Jordan out-manoeuvred angry journalists who saw the new director as a threat to freedom and refused to allow him into the premises by staging a dawn raid on NTV studios.The move prompted many senior reporters to leave but left him in control.
True to his image of a smooth operator, Jordan described the takeover which caused a public outcry as a seamless operation, saying it filled with joy those ready to work under him.
"Tremendous enthusiasm to rebuild the company, tremendous enthusiasm to really build an independent television station, lots of energy", an elated Jordan told reporters, describing the mood of staff backing the new management team.
The 34-year-old financier, who speaks fluent but strongly accented Russian, was put in charge of NTV by natural gas monopoly Gazprom at a contested boardroom coup which ousted the station's founder and former owner Vladimir Gusinsky.
Gusinsky's companies owe millions of dollars to Gazprom, where the state is the main shareholder. Liberals and many NTV journalists see Gazprom's takeover as a Kremlin plot to silence a vocal critic.
Gazprom disagrees saying it simply wants to recoup its investment.
Jordan returned to the theme on Saturday, saying that the further he delved into the company's accounts the more debts came to light.
"Just today in my very short time here, over the last seven hours, I have discovered massive debts", Jordan said, adding that he was finalising talks with domestic and foreign banks on a 20 million syndicated loan to recapitalise NTV.
Jordan dismissed out of hand any suggestion that under him the station would soften its stinging criticism of the Kremlin. He promised to give NTV the true independence it had never enjoyed under Gusinsky.
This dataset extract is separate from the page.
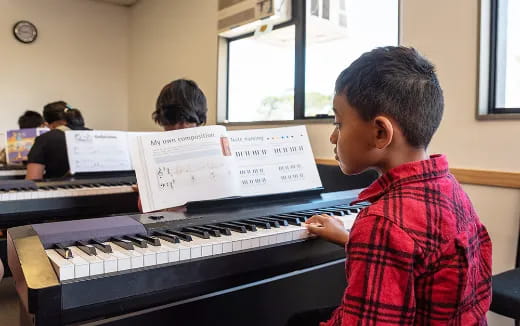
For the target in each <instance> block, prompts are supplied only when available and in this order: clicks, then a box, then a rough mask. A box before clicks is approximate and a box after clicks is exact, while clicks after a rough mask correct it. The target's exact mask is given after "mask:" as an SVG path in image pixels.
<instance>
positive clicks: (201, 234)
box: [181, 227, 209, 239]
mask: <svg viewBox="0 0 520 326" xmlns="http://www.w3.org/2000/svg"><path fill="white" fill-rule="evenodd" d="M181 232H184V233H188V234H191V235H194V236H197V237H199V238H202V239H209V233H208V231H204V230H200V229H197V228H192V227H186V228H183V229H182V230H181Z"/></svg>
I will do an audit with Arthur Anderson and Price Waterhouse and I will publish it for the whole world to show everyone what was going on in this company, he said.
Now we will have free speech, now we will have independence of the media.He justified his news team's initially subdued coverage of the takeover, which topped news headlines worldwide, saying there was limited public interest in commercial disputes.
Jordan, a descendant of exiled Russian nobles, may be a newcomer to television but he is an old hand in Russia where he made a name for himself in chaotic post-Soviet privatisations.
His appointment at the helm of NTV was met with an initial gasp, but analysts explained the surprise move by pointing to Jordan's close ties with Alfred Kokh, the new chairman of the NTV board who as a minister once oversaw Russia's scandal-ridden privatisations.